I agree with gbh that it's a shame to see the packaging/graphic design elements fall by the wayside in the download era, just as it was during the transition from vinyl to CD. I used to have the Rolling Stones' Sticky Fingers on vinyl, with the zipper built into the cover. Very cool.
But I'm surprised so many people were impressed with that article. It reads like a freshman Econ 101 essay, heavy on jargon and light on insight. The author takes 2377 words to say many obvious things (record labels are middlemen that only care about the bottom line, the RIAA gouges the public, etc.) and offers three solutions to fix it: one that has already failed (subscription fees, an idea that was DOA in the first incarnation of legal downloading), one that invites abuse (insurance, since you can "return" your download claiming to not be satisfied but still surreptitiously keep a copy) and one that only encourages greater conservatism in record labels' choices of who to sign (volume discounts). He also suggests something that's absolutely ridiculous: having prices reflect a song's "quality." That's inherently subjective.
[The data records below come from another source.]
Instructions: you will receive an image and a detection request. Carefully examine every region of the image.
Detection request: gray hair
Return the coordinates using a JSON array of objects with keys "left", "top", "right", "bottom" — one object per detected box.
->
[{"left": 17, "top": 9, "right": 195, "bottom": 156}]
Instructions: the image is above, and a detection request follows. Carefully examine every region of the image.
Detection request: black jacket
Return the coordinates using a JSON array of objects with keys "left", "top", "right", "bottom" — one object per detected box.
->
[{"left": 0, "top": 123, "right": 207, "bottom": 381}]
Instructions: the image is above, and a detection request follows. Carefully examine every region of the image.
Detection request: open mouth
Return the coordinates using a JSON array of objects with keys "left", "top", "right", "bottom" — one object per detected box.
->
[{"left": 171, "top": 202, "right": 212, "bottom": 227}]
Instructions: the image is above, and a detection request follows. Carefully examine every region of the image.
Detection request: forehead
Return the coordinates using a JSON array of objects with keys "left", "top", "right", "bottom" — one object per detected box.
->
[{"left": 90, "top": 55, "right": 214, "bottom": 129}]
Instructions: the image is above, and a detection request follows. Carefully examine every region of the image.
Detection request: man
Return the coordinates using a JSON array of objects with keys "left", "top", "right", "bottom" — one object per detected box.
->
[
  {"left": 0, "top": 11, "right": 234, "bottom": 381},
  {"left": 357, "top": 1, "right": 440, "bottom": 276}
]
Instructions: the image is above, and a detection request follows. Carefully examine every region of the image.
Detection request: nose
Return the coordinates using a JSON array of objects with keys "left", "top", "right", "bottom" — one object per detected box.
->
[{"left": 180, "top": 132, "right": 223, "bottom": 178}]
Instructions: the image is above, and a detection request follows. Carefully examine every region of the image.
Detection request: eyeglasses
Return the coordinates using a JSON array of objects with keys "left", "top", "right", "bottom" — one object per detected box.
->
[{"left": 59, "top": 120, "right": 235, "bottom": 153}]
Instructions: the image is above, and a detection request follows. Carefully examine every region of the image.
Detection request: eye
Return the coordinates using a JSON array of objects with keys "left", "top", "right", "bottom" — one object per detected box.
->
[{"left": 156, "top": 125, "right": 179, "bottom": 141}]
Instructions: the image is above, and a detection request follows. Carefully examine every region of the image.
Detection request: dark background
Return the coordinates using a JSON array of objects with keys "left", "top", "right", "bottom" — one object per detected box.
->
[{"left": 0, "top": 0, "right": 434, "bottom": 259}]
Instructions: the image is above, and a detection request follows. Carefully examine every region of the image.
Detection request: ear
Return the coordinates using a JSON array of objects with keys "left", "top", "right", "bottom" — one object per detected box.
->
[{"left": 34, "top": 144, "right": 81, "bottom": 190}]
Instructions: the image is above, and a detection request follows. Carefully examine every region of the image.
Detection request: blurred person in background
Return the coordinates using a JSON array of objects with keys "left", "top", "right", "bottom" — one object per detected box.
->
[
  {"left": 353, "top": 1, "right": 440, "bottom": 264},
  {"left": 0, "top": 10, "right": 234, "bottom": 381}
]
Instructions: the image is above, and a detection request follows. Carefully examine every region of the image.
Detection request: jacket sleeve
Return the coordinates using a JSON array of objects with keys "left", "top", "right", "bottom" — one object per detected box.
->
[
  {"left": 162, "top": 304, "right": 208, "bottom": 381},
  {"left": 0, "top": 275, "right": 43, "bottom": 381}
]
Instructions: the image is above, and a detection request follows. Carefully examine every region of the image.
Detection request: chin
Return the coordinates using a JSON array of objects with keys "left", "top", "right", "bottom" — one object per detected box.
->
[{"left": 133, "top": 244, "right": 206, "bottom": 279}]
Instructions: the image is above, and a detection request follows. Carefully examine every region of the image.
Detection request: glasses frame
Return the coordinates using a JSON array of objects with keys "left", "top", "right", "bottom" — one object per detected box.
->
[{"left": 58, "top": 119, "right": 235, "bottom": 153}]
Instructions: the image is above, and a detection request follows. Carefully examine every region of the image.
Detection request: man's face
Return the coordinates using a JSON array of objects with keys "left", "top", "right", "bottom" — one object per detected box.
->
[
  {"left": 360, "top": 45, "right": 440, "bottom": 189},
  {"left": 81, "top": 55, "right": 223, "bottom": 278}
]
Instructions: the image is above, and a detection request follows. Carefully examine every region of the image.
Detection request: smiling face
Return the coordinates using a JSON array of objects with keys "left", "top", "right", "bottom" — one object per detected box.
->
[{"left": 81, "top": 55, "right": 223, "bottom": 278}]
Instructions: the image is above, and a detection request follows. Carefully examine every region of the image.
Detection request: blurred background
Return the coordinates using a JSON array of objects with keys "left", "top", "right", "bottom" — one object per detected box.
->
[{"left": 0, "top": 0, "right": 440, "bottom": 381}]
He singles out the recording industry even though the same hassles — excuse me, I mean information asymmetries — occur in many industries. Those nefarious agents he talks about also pick crappy movie scripts to produce and books to publish, and an actor's track record is no indication of the quality of its current offering. Just ask anyone who paid nine dollars to see Gigli. And if you've ever had a lousy meal in a restaurant you've suffered at the hands of those scurrilous agents, the waiter and chef, who either bungled your order or did a lousy job in filling it. Somehow, though, life goes on.
I'm not defending the RIAA. I think they're getting exactly what they deserve. But that author just sounds like a big crybaby to me. Apple's buck-a-song a la carte system is a big improvement over the old way of distributing music. This guy is writing with all the fiery indignation of Karl Marx because he's worried that he might pay 99 cents for a song he doesn't like. Boo hoo.